If they don't want it, women shouldn't dress provocatively, walk alone, go to clubs, or do any number of other things that some guy once decided meant a woman "wants it" and actually wants it from anybody any time. That apparently includes getting marriedIf a woman fails to take these steps, they're probably at fault. They should've known better.

This is what our society tells us. Regularly.

On the other hand, our boys will be boys attitude suggests men should and do consistently pursue sex and that shouldn't cost them their lives or freedom. We are taught to sympathize with the rapist because they look like sweet young boys we probably knew back home. Do we really want to ruin their lives because of a little confusion as to whether her "no" was "no" or "oh, baby, no, no, no, yes, yes, yes!" 

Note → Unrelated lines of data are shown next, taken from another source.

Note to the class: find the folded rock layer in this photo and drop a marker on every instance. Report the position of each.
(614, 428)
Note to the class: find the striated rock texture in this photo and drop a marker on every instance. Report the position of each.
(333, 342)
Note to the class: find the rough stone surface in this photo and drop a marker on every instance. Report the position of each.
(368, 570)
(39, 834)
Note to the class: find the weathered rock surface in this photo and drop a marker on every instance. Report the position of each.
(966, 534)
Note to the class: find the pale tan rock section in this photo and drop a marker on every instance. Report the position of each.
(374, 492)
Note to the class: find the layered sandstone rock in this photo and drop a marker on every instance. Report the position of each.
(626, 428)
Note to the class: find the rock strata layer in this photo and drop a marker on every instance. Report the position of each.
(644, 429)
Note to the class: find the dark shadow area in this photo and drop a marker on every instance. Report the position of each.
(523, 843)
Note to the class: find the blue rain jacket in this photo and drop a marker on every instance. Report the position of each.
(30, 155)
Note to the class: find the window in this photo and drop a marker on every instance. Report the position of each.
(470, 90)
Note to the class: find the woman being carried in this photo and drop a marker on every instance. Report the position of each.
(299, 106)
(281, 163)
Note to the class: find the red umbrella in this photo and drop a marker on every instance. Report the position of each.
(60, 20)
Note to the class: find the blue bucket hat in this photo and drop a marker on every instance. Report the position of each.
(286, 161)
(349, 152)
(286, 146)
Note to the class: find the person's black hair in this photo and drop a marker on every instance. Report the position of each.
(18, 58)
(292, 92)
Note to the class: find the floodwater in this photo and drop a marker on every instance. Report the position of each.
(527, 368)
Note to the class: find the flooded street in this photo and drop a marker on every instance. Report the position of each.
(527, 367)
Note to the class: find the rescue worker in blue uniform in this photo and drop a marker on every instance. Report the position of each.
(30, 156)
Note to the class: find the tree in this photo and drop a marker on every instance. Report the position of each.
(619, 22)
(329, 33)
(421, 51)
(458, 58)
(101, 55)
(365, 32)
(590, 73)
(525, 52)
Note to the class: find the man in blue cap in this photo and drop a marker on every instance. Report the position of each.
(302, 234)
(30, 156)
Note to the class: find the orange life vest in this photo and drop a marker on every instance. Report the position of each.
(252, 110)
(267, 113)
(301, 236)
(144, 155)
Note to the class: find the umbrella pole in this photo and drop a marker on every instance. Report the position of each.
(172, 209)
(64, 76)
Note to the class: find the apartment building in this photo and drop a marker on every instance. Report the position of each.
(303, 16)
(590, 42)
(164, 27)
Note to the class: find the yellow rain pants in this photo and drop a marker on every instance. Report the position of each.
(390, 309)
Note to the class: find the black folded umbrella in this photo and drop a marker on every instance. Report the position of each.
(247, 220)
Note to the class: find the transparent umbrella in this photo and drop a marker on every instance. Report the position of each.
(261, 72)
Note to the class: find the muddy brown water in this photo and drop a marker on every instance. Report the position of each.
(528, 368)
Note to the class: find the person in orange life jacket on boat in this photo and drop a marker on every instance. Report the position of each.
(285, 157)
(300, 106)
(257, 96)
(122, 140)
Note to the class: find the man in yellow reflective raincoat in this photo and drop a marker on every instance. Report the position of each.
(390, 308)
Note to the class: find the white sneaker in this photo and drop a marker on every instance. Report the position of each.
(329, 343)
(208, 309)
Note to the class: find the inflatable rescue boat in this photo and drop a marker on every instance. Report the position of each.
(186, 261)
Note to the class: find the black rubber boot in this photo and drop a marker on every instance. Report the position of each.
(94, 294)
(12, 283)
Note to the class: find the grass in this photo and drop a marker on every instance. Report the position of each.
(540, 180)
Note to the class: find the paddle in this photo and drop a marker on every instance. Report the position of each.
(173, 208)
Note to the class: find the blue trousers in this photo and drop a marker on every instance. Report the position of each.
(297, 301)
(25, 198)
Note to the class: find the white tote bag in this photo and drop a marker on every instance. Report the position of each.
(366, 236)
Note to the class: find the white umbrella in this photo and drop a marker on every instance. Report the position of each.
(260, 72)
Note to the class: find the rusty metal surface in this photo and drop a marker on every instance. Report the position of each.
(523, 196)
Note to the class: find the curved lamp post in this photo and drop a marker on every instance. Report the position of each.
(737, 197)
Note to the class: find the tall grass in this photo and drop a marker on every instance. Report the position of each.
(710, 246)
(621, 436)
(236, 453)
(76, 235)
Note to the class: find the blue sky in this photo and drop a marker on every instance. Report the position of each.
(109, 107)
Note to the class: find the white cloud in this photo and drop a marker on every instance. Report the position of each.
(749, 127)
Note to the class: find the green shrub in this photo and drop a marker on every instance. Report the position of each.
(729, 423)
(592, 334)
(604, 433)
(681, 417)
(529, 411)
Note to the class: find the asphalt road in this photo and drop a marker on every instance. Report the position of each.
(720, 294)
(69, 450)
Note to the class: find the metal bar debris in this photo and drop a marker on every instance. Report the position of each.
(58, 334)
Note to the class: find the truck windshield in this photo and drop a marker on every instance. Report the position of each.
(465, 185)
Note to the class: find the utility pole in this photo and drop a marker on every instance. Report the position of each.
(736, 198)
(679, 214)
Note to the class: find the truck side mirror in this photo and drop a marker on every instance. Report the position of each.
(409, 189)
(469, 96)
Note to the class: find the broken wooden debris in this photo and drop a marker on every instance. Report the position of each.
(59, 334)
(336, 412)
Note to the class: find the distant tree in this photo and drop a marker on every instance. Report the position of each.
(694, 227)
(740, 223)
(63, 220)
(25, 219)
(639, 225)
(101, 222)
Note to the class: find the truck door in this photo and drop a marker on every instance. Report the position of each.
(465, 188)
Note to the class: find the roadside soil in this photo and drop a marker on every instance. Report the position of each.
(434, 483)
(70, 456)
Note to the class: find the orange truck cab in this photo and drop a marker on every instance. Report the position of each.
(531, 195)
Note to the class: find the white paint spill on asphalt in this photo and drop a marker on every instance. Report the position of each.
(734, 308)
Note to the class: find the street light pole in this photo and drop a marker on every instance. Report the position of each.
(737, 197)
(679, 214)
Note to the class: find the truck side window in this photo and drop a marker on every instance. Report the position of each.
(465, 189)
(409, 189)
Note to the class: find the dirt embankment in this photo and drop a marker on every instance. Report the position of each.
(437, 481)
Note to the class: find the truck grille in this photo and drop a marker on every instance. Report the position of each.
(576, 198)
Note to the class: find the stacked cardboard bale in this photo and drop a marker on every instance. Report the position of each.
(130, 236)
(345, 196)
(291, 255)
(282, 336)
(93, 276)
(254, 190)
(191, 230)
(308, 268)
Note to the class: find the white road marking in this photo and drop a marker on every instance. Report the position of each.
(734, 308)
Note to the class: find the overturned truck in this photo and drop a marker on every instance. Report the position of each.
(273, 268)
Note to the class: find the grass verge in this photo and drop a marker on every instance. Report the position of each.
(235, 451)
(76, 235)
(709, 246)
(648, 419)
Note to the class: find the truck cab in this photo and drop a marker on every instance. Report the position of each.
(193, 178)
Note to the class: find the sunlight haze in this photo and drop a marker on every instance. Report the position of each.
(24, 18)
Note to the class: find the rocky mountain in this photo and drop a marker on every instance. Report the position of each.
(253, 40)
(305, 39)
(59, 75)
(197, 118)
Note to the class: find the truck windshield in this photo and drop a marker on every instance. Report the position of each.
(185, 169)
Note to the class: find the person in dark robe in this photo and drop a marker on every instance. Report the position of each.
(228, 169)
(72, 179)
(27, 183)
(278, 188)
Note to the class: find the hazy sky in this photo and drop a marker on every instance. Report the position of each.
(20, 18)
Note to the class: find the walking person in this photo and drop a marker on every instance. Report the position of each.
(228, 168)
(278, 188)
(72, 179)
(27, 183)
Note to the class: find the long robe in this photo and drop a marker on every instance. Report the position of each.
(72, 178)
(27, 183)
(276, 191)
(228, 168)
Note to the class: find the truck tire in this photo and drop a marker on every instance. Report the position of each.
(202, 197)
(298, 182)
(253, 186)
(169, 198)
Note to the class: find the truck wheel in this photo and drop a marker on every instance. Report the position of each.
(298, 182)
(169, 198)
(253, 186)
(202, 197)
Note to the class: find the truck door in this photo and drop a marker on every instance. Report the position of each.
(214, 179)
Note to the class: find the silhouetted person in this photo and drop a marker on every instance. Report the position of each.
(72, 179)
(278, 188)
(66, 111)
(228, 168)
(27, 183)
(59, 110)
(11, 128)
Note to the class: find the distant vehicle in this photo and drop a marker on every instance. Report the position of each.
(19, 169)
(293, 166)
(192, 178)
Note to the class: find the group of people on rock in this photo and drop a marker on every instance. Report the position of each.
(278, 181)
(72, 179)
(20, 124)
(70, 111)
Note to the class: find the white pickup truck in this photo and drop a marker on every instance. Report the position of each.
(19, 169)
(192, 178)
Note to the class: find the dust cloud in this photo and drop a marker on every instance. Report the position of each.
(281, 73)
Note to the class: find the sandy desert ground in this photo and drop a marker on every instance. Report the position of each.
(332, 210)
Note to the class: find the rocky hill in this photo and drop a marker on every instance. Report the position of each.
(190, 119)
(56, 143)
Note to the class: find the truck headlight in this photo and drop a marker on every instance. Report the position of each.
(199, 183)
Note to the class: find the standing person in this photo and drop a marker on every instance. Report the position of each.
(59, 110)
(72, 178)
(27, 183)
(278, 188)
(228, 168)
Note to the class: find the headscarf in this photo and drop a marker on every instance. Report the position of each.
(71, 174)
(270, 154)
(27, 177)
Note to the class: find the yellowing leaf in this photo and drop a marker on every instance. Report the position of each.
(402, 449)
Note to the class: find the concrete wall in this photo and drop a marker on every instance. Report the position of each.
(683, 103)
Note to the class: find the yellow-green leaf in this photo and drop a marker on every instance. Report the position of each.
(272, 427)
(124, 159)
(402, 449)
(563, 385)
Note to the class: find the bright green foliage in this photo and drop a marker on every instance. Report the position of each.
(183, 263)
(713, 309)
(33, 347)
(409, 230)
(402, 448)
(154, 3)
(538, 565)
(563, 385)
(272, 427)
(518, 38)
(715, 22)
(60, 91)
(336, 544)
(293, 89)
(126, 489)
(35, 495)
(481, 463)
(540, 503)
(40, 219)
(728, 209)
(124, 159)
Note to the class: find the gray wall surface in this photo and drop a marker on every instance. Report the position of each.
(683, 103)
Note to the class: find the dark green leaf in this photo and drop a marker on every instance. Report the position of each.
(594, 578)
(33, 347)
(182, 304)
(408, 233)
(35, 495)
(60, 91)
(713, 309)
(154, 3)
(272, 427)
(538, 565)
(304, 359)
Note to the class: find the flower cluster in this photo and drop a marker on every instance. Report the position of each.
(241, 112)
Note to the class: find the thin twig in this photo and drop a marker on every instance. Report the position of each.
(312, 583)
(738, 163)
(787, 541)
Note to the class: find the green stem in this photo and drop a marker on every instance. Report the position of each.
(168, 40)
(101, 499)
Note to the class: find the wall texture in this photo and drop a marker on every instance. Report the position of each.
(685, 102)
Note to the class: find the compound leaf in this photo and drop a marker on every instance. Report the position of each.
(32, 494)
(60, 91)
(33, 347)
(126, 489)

This brings me back to Roger Rivard's assertion that "some girls rape easy." This is reflective of the idea that men should be pursuing sex but sometimes it just get a little confusing for them as to what a woman wants. It is, once again, the assumption that the woman is at fault. It's not just that she's promiscuous but that she's emotional and unclear about what she wants from her partner. She wants to be a good girl, but she also doesn't want to be. She therefore must've gotten herself into a situation where she is unclear for the guy and he just accidentally ends up raping her.  And isn't it just terrible that his life would be ruined like that?

Most of consciously reject some or all of these proposition to an extent, but their social prominence unconsciously gnaws at us when we consider how to prove rape. It's why we don't give sufficient credence to eye-witness testimony in rape cases. It's why psychological testimony regarding the way trauma affects the giving of evidence is rarely fully introduced at trial.  

And it's why we distinguish between the viability of sole eye-witness testimony in the armed robbery of a grocery store versus the continuous rape of 2 girls by 14 boys.

Because when it's rape, someone pointing the finger isn't sufficient. Particularly when it's just some emotional girl who didn't do enough to protect herself or fight back.

In that case, it's just "he said / she said" and how in the world could we ever have justice if we convicted on that basis alone?